A student asks Shambhavi about boxing people in with labels. Then Shambhavi poses the question: Do you really want to care about others? A podcast from Satsang with Shambhavi
Podcast First Words
When we box people in or solidify a view of them, that there’s no room in our mind or heart for them to change at some point. I think even more there’s no wish for them to change. In those moments where we lock somebody up with our usually negative assessment, we aren’t actually wishing them well anymore. We’re not sending out any kind of prayer or longing for things to get better for them. That’s really the way that we box ourselves in.
In a sense, we do that to protect ourselves from feeling pain. We just sort of write people off. We feel like we have some definition of them, and so we don’t feel our own pain. We don’t feel compassion for them anymore. We don’t have a basic simple kindness toward them. Like just wishing them well, wishing they’ll find a solution to whatever it is, or wishing they’ll recover from whatever it is that’s troubling them.

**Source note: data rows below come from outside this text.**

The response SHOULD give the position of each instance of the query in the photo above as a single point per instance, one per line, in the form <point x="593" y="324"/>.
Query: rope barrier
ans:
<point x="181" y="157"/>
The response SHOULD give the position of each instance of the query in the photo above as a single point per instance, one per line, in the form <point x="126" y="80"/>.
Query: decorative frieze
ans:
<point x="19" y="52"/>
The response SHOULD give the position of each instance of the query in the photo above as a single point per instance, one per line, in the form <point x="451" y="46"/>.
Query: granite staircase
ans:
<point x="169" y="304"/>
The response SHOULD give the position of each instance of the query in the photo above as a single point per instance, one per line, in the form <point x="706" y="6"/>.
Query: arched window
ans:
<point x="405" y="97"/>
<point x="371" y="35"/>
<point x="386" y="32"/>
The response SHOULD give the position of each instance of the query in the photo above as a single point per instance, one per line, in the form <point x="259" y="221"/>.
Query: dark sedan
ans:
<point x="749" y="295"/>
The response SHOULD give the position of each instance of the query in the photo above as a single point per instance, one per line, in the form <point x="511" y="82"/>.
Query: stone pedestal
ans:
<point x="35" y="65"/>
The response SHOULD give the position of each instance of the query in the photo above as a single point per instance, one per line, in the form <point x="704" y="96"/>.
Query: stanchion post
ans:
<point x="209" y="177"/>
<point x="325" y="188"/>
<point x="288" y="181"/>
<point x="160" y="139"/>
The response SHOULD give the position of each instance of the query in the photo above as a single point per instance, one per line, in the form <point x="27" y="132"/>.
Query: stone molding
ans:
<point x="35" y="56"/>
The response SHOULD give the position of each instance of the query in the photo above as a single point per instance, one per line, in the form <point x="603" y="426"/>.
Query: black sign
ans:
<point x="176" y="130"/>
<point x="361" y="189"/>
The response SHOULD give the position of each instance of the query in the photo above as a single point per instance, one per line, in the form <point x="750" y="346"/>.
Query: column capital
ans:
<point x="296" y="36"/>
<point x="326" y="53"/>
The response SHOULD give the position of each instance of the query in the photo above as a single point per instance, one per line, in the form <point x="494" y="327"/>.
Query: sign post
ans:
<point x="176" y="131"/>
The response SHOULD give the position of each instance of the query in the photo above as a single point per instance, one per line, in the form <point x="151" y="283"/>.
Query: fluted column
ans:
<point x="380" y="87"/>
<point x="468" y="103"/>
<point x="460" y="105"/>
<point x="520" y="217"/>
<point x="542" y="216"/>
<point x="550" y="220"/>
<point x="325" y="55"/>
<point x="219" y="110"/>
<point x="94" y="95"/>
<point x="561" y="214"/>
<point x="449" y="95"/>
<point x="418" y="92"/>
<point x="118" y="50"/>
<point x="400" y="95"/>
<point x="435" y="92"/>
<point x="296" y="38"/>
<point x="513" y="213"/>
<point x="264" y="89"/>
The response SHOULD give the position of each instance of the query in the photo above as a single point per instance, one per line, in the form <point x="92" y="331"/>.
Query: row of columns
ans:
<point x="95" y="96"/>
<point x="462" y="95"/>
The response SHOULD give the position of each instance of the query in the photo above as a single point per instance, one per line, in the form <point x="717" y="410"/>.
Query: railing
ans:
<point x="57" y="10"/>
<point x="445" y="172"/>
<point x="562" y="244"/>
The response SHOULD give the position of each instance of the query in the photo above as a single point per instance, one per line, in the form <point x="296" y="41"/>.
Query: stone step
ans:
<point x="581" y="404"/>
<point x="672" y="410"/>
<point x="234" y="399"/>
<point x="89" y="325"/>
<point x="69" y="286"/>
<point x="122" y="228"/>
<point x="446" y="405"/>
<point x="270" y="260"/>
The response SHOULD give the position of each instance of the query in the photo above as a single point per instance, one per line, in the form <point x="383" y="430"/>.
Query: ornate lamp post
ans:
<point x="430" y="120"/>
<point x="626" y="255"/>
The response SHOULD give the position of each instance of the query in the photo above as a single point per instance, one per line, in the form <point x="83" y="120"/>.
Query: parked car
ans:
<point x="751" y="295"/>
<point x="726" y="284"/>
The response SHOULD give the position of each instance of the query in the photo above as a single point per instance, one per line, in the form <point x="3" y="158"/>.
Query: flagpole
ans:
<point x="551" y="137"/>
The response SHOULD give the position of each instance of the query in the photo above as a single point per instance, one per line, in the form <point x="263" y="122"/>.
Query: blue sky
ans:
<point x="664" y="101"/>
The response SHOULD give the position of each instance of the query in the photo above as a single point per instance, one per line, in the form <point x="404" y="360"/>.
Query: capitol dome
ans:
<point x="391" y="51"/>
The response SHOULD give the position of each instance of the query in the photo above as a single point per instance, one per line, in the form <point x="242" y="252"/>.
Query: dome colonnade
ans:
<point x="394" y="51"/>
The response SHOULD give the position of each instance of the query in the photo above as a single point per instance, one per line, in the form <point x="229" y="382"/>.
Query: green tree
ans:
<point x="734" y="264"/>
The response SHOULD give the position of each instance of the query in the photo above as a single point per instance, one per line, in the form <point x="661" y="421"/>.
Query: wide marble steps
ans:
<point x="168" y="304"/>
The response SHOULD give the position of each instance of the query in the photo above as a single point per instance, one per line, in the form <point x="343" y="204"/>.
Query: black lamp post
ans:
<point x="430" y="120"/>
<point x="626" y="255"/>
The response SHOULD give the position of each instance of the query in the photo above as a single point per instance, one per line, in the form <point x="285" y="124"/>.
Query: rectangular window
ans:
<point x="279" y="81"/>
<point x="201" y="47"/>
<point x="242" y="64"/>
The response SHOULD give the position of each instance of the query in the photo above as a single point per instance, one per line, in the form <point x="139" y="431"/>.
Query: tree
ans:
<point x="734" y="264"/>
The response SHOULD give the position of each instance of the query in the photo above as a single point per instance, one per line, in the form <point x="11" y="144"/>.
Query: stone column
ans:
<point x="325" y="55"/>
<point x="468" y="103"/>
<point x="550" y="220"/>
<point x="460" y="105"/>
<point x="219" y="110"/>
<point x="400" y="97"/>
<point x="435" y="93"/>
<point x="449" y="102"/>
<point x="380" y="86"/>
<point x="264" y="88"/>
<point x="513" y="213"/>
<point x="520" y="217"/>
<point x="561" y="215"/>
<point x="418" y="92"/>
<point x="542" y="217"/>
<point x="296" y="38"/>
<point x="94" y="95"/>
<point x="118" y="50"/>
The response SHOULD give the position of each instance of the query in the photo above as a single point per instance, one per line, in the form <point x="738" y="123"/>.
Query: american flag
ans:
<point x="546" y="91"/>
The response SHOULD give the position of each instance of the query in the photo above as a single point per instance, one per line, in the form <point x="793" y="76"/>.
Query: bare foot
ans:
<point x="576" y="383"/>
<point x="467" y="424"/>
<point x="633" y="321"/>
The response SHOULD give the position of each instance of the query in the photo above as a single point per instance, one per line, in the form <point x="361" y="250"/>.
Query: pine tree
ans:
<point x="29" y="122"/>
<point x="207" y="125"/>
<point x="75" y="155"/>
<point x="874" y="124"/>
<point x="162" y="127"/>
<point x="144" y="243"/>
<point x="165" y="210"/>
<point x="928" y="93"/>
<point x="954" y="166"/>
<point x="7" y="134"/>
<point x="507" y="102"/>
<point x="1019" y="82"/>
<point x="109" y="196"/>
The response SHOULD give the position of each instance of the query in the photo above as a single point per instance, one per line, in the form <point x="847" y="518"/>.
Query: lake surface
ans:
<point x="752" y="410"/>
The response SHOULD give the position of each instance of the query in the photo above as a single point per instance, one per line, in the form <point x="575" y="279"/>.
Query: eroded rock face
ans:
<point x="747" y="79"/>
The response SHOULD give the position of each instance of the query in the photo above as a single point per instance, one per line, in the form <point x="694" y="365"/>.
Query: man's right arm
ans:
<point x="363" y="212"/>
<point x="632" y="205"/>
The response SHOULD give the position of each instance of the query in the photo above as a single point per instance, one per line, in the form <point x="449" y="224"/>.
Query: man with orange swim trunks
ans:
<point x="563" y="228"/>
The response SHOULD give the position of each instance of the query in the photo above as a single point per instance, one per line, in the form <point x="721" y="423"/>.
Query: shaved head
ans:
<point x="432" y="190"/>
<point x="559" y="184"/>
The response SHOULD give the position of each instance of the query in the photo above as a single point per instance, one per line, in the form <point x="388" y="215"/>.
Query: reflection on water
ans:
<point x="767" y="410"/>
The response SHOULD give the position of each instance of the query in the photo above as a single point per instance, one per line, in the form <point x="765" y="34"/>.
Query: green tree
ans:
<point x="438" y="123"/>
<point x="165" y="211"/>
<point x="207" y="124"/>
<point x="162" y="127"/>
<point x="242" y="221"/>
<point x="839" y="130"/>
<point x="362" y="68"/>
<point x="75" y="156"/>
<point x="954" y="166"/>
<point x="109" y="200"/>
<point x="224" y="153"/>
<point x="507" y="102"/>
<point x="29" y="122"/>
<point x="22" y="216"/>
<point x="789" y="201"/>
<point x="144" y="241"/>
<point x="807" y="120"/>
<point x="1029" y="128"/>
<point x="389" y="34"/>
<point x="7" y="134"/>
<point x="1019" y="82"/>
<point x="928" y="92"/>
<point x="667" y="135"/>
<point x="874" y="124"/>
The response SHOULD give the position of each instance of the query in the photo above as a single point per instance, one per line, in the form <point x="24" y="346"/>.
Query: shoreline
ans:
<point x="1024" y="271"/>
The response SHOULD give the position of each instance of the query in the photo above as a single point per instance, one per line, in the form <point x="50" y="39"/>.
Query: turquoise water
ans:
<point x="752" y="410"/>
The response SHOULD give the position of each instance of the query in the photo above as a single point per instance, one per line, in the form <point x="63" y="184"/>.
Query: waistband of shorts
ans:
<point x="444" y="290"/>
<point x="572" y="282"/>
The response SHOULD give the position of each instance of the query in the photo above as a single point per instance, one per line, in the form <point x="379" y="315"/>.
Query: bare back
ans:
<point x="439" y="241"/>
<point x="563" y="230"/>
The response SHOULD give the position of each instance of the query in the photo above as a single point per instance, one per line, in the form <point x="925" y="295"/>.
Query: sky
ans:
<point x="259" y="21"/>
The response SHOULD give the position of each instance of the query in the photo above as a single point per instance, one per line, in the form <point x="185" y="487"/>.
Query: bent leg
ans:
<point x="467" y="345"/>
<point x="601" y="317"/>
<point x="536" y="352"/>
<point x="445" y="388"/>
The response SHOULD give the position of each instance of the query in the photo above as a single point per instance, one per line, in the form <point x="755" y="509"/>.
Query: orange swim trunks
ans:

We think people are doing us great harm. So then given the punishment culture we live in, we punish them by not wishing them well anymore. We punish them by not seeing their pain. We punish them by writing them off in some way or trying to get back at them, trying to get revenge.
And then sometimes there’s a situation where, for whatever reason, relations can’t continue with somebody. Some behaviors are in the way of having a normal relationship with somebody. So we have to go away from that person, but then for various selfish reasons, we don’t continue to wish them well. We sort of write them off again.
So all of those kinds of maneuvers are really just self-protective. Any time we don’t allow ourselves to feel real compassion, to empathize with what someone’s going through—regardless of whether they’re someone we’re going to have in our life or not—that’s very self-protective.